This is a follow up to feedback FB9144718, which we also discussed at a WWDC21 "Performance, power, and stability" lab session.
Issue Summary
The actual issue we are facing is that our XPC service is not running as fast as we would expect it to be, especially not on Intel machines; somewhat better on M1 machines but still not really good.
After a lot of profilling with instruments, it finally turned out that the problem is caused by our processing getting regularly stopped as our processing thread is being preempted and put on hold for sometimes a tramendous amount of time (up to over 32 ms have been monitored). Even it is preempted for just a couple of ms most of the time, this is still a lot considering that the actual work it would otherwise perform is only in the range of microseconds.
The reason why this is happening is probably caused by the fact that we don't use the XPC service just for processing application messages through the XPC protocol, which we do as well, but also retrieve requests through a mach port from another process.
This causes our thread priority to be dropped down to 4 (see highlighted log line) and that's the reason why we get preempted for so long. The reason why it's not equally dramatic on M1 is that we are not preempted there, instead we are forced to run on the high efficiency cores instead of the high performance ones.
Ideas from the Lab
Other than completely restructuring our entire implementation which is eventually going to happen in the future anyway for Big Sur and newer, we still have to maintain this structure as long as we need to also support pre-Big Sur macOS version, so it would be great to have a less dramatic fix.
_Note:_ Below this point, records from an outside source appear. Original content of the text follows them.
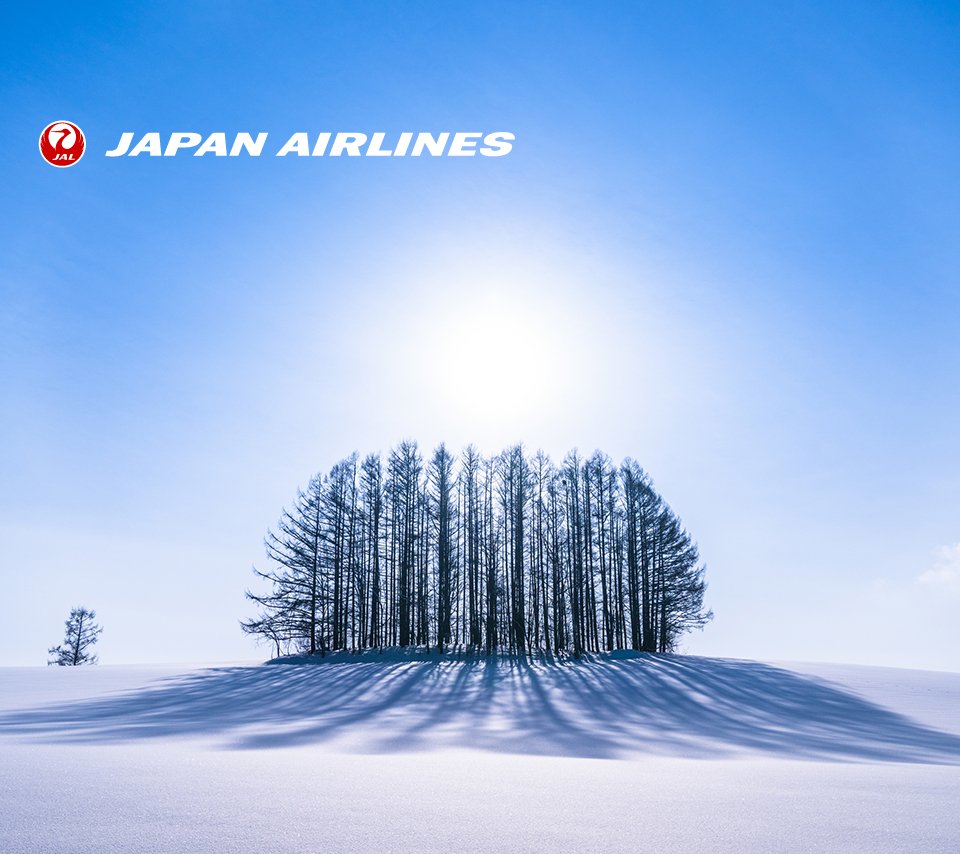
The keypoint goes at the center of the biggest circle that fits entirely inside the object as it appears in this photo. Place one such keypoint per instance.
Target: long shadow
(666, 705)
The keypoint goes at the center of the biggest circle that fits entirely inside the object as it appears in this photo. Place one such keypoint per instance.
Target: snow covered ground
(629, 753)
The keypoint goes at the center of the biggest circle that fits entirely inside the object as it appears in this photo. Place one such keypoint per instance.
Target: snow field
(439, 757)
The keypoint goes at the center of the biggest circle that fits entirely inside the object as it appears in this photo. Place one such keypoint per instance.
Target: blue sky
(727, 230)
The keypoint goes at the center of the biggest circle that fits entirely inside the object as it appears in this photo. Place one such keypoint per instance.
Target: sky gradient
(725, 244)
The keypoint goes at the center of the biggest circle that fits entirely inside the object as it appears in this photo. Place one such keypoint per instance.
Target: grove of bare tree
(490, 553)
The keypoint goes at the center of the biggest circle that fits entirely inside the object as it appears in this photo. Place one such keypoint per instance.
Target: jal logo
(62, 143)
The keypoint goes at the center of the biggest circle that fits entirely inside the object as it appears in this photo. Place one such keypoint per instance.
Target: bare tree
(81, 634)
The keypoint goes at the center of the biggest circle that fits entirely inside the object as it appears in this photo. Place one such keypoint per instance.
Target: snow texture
(626, 752)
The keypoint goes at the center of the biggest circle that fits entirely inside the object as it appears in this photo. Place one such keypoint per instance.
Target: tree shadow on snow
(651, 704)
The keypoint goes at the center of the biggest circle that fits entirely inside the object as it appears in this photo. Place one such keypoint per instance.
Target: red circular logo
(62, 143)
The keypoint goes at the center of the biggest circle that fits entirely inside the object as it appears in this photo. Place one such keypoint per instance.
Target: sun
(494, 355)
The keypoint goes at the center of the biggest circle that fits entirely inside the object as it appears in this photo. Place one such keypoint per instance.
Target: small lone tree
(82, 633)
Two suggestions were made at the lab:
Change the RunLoopType in the XPC Plist from dispatch_main to NSRunLoop. We tried that but that didn't made any difference.
Add a key ProcessType with the value Interactive to the XPC Plist. This key is not documented for XPC services, only for launchd daemons but we were told it should actually work for XPC services as well. We tried that as well, both, top level as well as adding it to the XPC sub-key but that didn't make a difference either.
Another Idea That Didn't Work
Now that second suggestion made me look up that key in the man page for launchd.plist and what I found there was pretty interesting. Apparently there is a ProcessType value documented as
Adaptive
Adaptive jobs move between the Background and Interactive classifications based on activity over XPC connections. See xpc_transaction_begin(3) for details.
This seems to be our problem. Our XPC service is considered inactive when it processes messages over the mach port. Looking up the documentation of xpc_transaction_begin(3) tells me:
Services may extend the default behavior using xpc_transaction_begin() and xpc_transaction_end(), which increment and decrement the transaction count respectively. This may be necessary for services that send periodic messages to their clients, not in direct reply to a received message.
Using these two messages also frees us from the requirement to enable/disable sudden termination our own as it will automatically be controlled by these two functions as well. Yet even using these two functions to indicate activity doesn't prevent us from being preempted at regular intervals as our priority still drops to priority level 4 while we are still in the middle of processing (haven't called xpc_transaction_end() yet) . We seem to use it correctly though as it correctly disables sudden termination on our behalf as long as our XPC service remain in the active state (it will only receive mach messages for processing while in that state) and also gets re-enabled when we leave the active state again.
Final Thoughts
Also on the man page of xpc_transaction_begin() is written:
The XPC runtime will also automatically manage the service's priority based on where a message came from. If an app sends a message to the service, the act of sending that message will boost the destination service's priority and resource limits so that it can more quickly fill the request. If, however, a service gets a message from a background process, the service stays at a lower priority so as not to interfere with work initiated as a direct result of user interaction.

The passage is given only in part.